Een derde van specialistische ggz-bedden opgeheven, ‘zorg zakt door ondergrens’

Geestelijke gezondheidszorg Zorginstellingen sluiten dure behandelplekken voor volwassenen met ernstige persoonlijkheidsstoornissen. Volgens de Nederlandse Vereniging voor Psychiatrie zijn veel patiënten de dupe en kost dit op termijn meer.

De wachtkamer van GGZ Noord-Holland-Noord in Alkmaar
De wachtkamer van GGZ Noord-Holland-Noord in Alkmaar

Foto Daniel Niessen

Een derde van klinische behandelplekken voor volwassenen met ernstige persoonlijkheidsstoornissen, is in 2022 gesloten. ggz-instellingen hebben 70 van de 207 beschikbare bedden opgeheven. Dat blijkt uit een inventarisatie die behandelaars van verschillende zorginstellingen zelf hebben gemaakt. Het is de eerste keer dat zo’n onderzoek plaatsvindt, het ministerie houdt daar geen overzicht van bij.
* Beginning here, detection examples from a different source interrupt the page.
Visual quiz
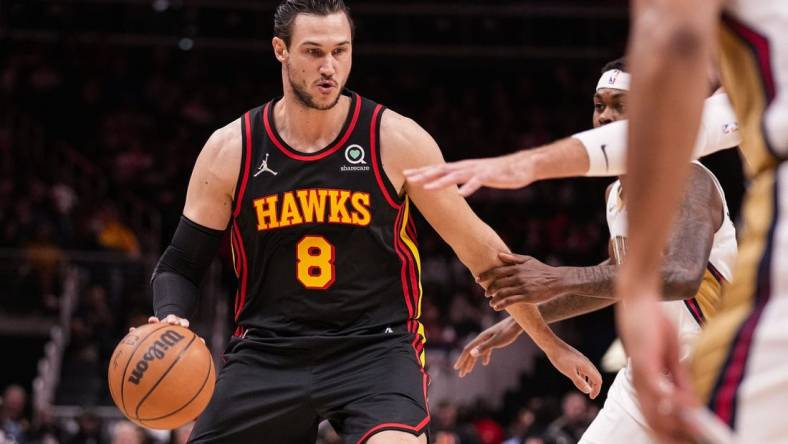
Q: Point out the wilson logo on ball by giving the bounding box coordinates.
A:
[129,330,184,385]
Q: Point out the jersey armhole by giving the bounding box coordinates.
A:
[692,160,728,234]
[369,105,404,209]
[232,111,252,219]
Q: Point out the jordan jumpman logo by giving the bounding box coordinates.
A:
[253,153,279,177]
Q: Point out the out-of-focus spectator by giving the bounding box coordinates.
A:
[545,392,589,444]
[110,421,145,444]
[28,408,63,444]
[25,222,63,312]
[504,407,536,444]
[0,385,30,442]
[66,410,107,444]
[70,285,117,362]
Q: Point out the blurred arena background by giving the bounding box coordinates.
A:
[0,0,743,444]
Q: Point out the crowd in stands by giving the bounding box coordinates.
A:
[0,21,744,444]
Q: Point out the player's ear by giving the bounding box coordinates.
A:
[271,37,287,62]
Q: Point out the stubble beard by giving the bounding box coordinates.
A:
[287,64,342,111]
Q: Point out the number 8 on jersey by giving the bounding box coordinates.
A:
[296,236,336,290]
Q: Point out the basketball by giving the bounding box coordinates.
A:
[107,323,216,429]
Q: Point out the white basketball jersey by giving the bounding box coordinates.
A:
[607,162,737,359]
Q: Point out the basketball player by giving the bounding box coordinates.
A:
[145,0,601,443]
[405,90,741,196]
[617,0,788,444]
[455,60,736,444]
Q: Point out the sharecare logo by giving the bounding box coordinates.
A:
[129,330,184,385]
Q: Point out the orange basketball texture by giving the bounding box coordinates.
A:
[107,323,216,429]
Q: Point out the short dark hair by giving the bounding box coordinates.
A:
[602,57,627,74]
[274,0,355,47]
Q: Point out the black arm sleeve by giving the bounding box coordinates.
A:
[151,216,224,319]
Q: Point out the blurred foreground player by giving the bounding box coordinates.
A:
[618,0,788,444]
[151,0,601,443]
[455,60,736,444]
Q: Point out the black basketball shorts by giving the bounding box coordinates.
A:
[189,332,430,444]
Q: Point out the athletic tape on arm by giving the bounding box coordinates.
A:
[151,216,224,319]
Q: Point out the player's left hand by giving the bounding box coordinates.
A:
[477,253,563,311]
[545,343,602,399]
[616,275,696,443]
[403,154,536,196]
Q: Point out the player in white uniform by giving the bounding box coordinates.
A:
[450,61,736,444]
[409,0,788,443]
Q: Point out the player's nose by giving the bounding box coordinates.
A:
[320,56,336,77]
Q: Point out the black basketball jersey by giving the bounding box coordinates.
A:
[231,91,424,358]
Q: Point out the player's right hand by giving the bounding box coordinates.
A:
[404,154,536,196]
[454,317,523,378]
[547,344,602,399]
[129,315,189,331]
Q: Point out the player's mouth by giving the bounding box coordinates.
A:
[317,80,337,95]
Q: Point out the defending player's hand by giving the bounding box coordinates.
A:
[477,253,563,311]
[454,317,523,378]
[404,155,536,196]
[616,281,696,443]
[547,344,602,399]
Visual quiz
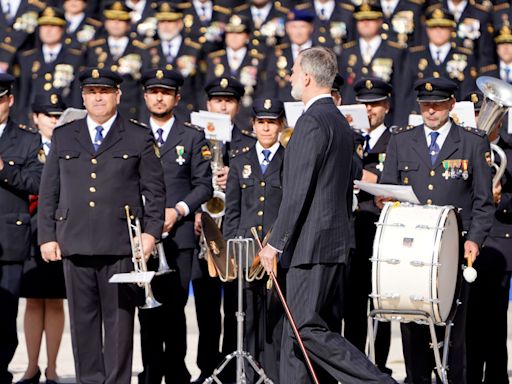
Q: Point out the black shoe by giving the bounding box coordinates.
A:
[16,368,41,384]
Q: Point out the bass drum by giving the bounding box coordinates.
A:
[370,203,461,324]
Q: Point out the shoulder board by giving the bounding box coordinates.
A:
[87,39,107,47]
[409,45,427,53]
[85,17,103,28]
[480,64,498,72]
[343,40,357,49]
[0,43,16,53]
[492,3,510,12]
[387,40,404,49]
[233,3,250,13]
[208,49,226,59]
[21,48,37,57]
[132,40,148,49]
[130,119,149,128]
[28,0,46,9]
[185,37,201,50]
[463,127,486,137]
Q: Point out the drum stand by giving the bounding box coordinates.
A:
[368,309,453,384]
[203,239,273,384]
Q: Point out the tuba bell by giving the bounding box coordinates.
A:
[476,76,512,187]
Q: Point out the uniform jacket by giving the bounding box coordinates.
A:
[380,124,494,246]
[224,146,285,239]
[268,97,354,268]
[0,120,43,262]
[155,120,213,249]
[38,115,165,256]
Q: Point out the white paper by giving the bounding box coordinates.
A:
[284,101,305,128]
[354,180,420,204]
[108,271,156,283]
[55,108,87,127]
[338,104,370,131]
[190,111,233,142]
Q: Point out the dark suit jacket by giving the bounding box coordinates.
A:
[0,120,43,261]
[223,146,285,239]
[38,115,165,256]
[380,124,494,246]
[155,120,213,249]
[269,97,354,267]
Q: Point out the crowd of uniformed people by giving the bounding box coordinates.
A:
[0,0,512,384]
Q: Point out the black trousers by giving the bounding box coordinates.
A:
[466,246,511,384]
[280,264,396,384]
[0,261,23,384]
[63,255,136,384]
[139,246,194,384]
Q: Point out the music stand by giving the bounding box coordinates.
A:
[203,239,273,384]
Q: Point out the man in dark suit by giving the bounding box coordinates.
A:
[377,77,494,384]
[344,77,392,373]
[38,68,165,384]
[260,47,395,384]
[139,69,213,384]
[0,74,43,384]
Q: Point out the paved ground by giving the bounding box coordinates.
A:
[10,296,512,383]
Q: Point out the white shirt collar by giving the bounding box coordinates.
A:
[315,0,336,20]
[86,112,117,146]
[255,140,280,164]
[304,93,332,112]
[149,116,176,142]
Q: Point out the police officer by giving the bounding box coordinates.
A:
[0,74,43,384]
[86,1,149,119]
[464,91,512,384]
[38,68,165,384]
[16,7,83,122]
[377,78,494,383]
[139,69,212,384]
[223,99,284,383]
[340,3,403,123]
[394,8,477,125]
[344,77,392,373]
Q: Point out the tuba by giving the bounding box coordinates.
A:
[476,76,512,187]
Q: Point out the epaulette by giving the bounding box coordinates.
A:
[85,17,103,28]
[185,37,201,51]
[213,5,231,15]
[390,124,414,135]
[0,43,16,53]
[343,40,357,49]
[233,3,251,13]
[130,119,149,128]
[409,45,427,53]
[240,129,256,139]
[387,40,404,49]
[87,38,107,48]
[21,48,37,57]
[208,49,226,59]
[28,0,46,9]
[480,64,498,73]
[132,40,148,49]
[464,127,486,137]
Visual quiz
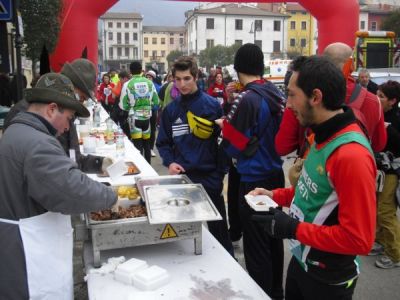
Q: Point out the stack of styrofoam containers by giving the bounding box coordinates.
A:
[114,258,169,291]
[114,258,148,285]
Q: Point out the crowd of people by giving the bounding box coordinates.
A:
[0,43,400,300]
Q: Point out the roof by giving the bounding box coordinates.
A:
[143,26,185,33]
[100,12,143,20]
[188,4,288,18]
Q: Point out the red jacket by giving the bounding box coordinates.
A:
[273,123,376,255]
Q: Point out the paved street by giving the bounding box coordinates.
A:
[74,146,400,300]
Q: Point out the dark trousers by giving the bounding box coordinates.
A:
[150,110,158,149]
[227,162,242,242]
[285,257,357,300]
[239,170,285,299]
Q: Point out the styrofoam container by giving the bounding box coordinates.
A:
[114,258,148,285]
[133,266,170,291]
[107,159,128,179]
[244,195,278,211]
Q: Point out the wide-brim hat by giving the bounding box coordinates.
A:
[60,58,96,99]
[24,73,90,118]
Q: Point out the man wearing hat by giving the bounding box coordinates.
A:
[217,44,285,299]
[4,58,112,173]
[0,73,117,299]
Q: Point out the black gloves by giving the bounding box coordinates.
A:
[251,207,300,239]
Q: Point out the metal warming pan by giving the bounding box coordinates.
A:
[81,175,222,267]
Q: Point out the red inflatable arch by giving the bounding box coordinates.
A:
[50,0,359,72]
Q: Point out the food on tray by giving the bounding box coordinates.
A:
[117,185,139,200]
[90,204,147,221]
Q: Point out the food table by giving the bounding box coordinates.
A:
[76,103,269,300]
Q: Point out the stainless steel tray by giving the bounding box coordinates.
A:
[135,175,192,197]
[144,184,222,224]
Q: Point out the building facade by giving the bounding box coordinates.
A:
[185,4,288,59]
[99,12,143,72]
[143,26,186,73]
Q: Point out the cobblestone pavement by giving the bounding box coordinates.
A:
[74,149,400,300]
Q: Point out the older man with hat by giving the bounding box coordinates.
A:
[0,73,117,299]
[4,58,112,173]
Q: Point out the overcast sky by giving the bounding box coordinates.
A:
[109,0,199,26]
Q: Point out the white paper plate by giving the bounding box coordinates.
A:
[244,195,278,211]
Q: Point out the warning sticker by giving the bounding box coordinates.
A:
[160,224,178,240]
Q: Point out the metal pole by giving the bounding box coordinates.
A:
[13,0,23,102]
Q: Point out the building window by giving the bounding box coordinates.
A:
[254,20,262,31]
[206,40,214,48]
[235,19,243,30]
[274,21,281,31]
[206,18,214,29]
[272,41,281,52]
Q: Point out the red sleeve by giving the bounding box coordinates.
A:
[275,108,305,156]
[272,187,294,207]
[296,143,376,255]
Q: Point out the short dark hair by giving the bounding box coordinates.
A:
[293,55,346,110]
[118,70,129,78]
[129,60,143,75]
[172,56,199,78]
[378,80,400,103]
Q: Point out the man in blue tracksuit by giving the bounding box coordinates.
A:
[156,56,233,254]
[217,44,285,299]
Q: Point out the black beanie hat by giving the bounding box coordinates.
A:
[233,43,264,76]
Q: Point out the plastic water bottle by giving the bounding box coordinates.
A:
[115,125,125,158]
[93,104,101,127]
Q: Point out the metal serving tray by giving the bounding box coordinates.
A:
[143,184,222,224]
[135,175,192,197]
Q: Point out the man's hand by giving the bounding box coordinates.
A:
[101,157,114,173]
[251,207,300,239]
[288,158,304,186]
[249,188,274,199]
[168,163,185,175]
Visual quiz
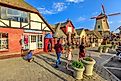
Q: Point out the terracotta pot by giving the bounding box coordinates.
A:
[73,67,85,79]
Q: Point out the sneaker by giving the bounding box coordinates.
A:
[55,65,58,68]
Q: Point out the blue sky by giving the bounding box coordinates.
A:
[25,0,121,31]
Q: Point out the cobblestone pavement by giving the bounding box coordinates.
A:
[0,50,109,81]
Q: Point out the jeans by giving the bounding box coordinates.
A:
[56,53,62,66]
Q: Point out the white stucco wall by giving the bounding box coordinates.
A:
[30,13,50,30]
[0,19,9,26]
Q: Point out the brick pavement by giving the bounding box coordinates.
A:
[0,50,108,81]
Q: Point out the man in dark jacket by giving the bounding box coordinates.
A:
[54,40,63,68]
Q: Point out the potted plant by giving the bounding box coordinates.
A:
[98,46,103,53]
[72,61,85,79]
[103,46,109,53]
[82,57,96,76]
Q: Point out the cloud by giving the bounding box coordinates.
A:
[119,21,121,23]
[38,8,54,14]
[109,21,113,24]
[66,0,84,3]
[52,2,67,12]
[77,17,86,22]
[37,2,67,15]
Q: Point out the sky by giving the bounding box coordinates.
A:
[25,0,121,31]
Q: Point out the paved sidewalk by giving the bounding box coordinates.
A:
[0,50,106,81]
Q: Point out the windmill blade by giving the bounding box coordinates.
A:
[108,13,121,16]
[102,4,105,14]
[90,16,97,19]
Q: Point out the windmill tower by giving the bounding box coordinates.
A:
[91,4,121,37]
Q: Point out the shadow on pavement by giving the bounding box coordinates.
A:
[33,60,67,81]
[35,55,73,76]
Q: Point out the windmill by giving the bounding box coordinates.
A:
[91,4,121,36]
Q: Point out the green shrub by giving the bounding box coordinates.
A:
[72,61,84,69]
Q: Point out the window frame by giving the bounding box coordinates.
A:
[0,32,9,51]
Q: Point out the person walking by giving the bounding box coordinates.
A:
[24,50,34,62]
[79,42,85,60]
[54,39,63,68]
[66,46,73,70]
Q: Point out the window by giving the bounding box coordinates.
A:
[1,7,29,23]
[31,35,36,42]
[0,33,8,50]
[38,35,42,48]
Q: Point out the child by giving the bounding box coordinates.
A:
[66,46,73,70]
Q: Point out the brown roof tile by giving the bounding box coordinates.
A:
[0,0,38,12]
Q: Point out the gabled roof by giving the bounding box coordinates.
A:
[0,0,54,32]
[76,28,84,35]
[51,23,67,38]
[0,0,38,12]
[57,19,74,27]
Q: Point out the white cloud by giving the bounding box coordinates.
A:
[52,2,67,12]
[77,17,86,22]
[38,8,54,14]
[38,2,67,14]
[66,0,84,3]
[119,21,121,23]
[109,21,113,24]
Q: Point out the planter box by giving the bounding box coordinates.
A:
[73,67,85,79]
[82,59,96,76]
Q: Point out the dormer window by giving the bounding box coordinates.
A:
[1,7,29,23]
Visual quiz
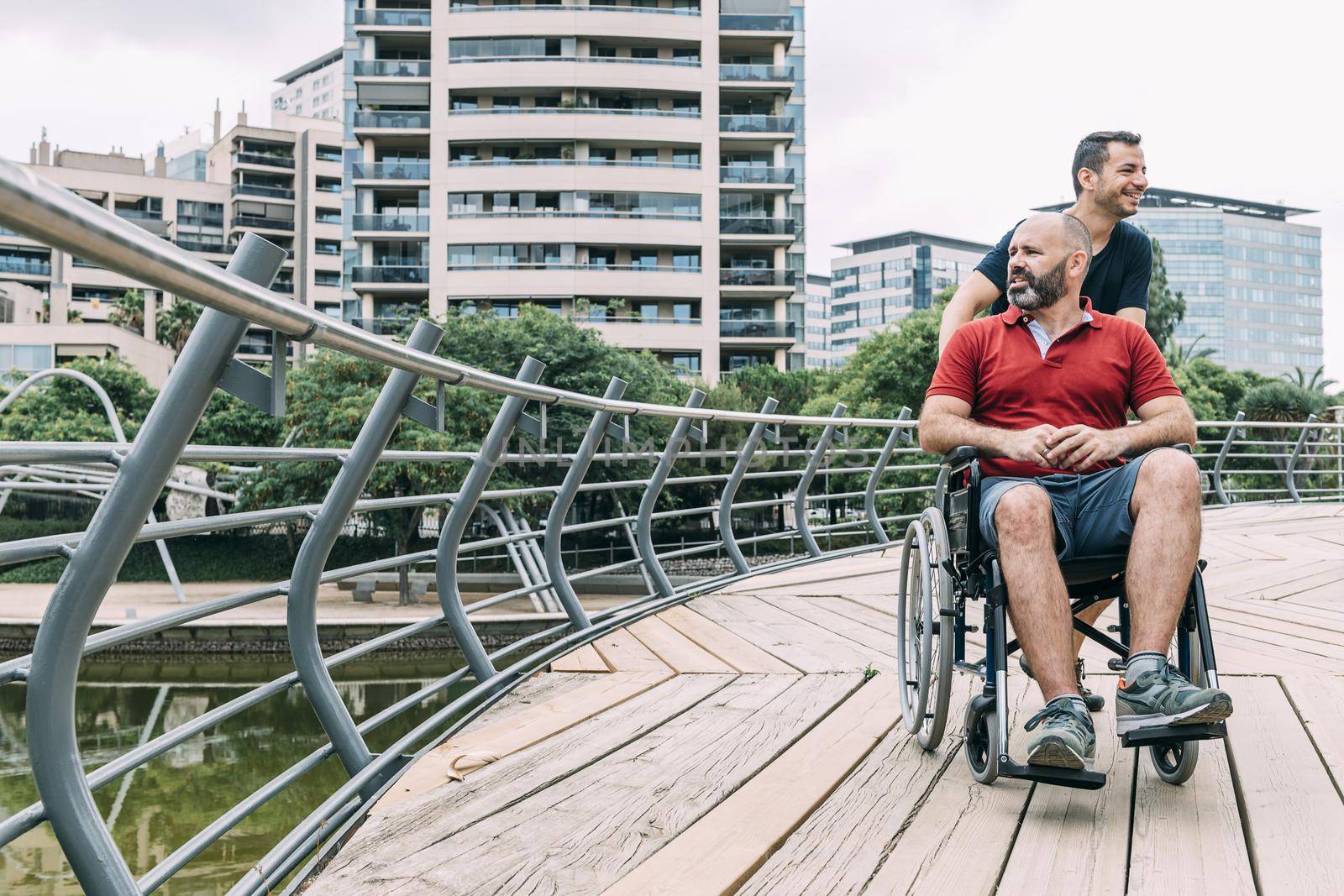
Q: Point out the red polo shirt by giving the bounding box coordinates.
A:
[925,297,1181,477]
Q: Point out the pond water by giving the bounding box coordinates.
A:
[0,652,470,896]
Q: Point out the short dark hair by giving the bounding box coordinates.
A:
[1074,130,1142,196]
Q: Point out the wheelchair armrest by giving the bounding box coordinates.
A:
[942,445,979,466]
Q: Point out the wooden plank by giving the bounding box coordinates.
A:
[738,676,979,896]
[328,676,860,894]
[593,629,670,674]
[657,605,798,674]
[1227,679,1344,896]
[999,676,1134,896]
[606,676,900,896]
[314,676,734,896]
[551,643,610,672]
[1125,720,1255,896]
[630,616,734,673]
[692,595,882,673]
[370,670,672,815]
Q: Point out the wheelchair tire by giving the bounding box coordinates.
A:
[916,508,956,751]
[963,705,999,784]
[896,520,932,733]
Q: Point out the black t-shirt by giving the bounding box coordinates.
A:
[976,217,1153,314]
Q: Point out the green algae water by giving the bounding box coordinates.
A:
[0,652,469,896]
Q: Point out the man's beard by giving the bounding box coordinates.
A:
[1008,258,1068,312]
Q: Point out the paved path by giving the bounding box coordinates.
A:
[305,505,1344,896]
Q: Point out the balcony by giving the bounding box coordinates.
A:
[719,268,793,287]
[230,215,294,231]
[719,165,793,186]
[351,161,428,180]
[233,152,294,168]
[719,15,793,32]
[719,321,795,343]
[354,59,428,78]
[0,258,51,277]
[354,212,428,233]
[354,109,430,130]
[354,9,427,29]
[719,65,793,82]
[349,265,428,284]
[230,183,294,199]
[719,116,793,134]
[719,217,793,238]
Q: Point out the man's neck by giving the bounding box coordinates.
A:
[1064,193,1121,254]
[1028,293,1084,340]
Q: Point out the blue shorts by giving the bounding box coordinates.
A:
[979,448,1169,560]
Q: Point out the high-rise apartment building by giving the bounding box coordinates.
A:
[343,0,805,381]
[829,230,993,367]
[1043,188,1324,376]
Met het sluiten van de relatief dure behandelplekken besparen zorginstellingen veel geld. Maar volgens psychiater Niels Mulder, voorzitter van de Nederlandse Vereniging voor Psychiatrie (NVvP), kost het op de lange termijn juist meer. „Voor complexe patiënten zijn soms dure behandelingen nodig. In het grotere geheel zijn die kosteneffectief, maar op het niveau van de individuele aanbieder financieel onaantrekkelijk.”

Voortijdig afgebroken

Het gaat om behandelplekken voor patiënten die vaak al jarenlang tevergeefs de ene na de andere therapie volgden, voor ze in een instelling voor hoog complexe zorg terechtkwamen. Daarbij worden ze maandenlang een aantal dagen per week opgenomen en met intensieve therapie geholpen om in het dagelijks leven te functioneren. De wachttijden voor deze plekken nemen al jaren toe. In 2020 waarschuwde de Algemene Rekenkamer nog in een onderzoek voor een belangrijke oorzaak van die problemen: dat „financiële prikkels” het voor ggz-instellingen aantrekkelijk maakt om „zich vooral te richten op patiënten met minder zware problemen”.

De afname van het aantal behandelplekken maakt dat probleem nu zichtbaar. Vanwege geldgebrek en personeelstekort besloten meerdere zorginstellingen in verschillende Nederlandse regio’s dure behandelplekken te sluiten.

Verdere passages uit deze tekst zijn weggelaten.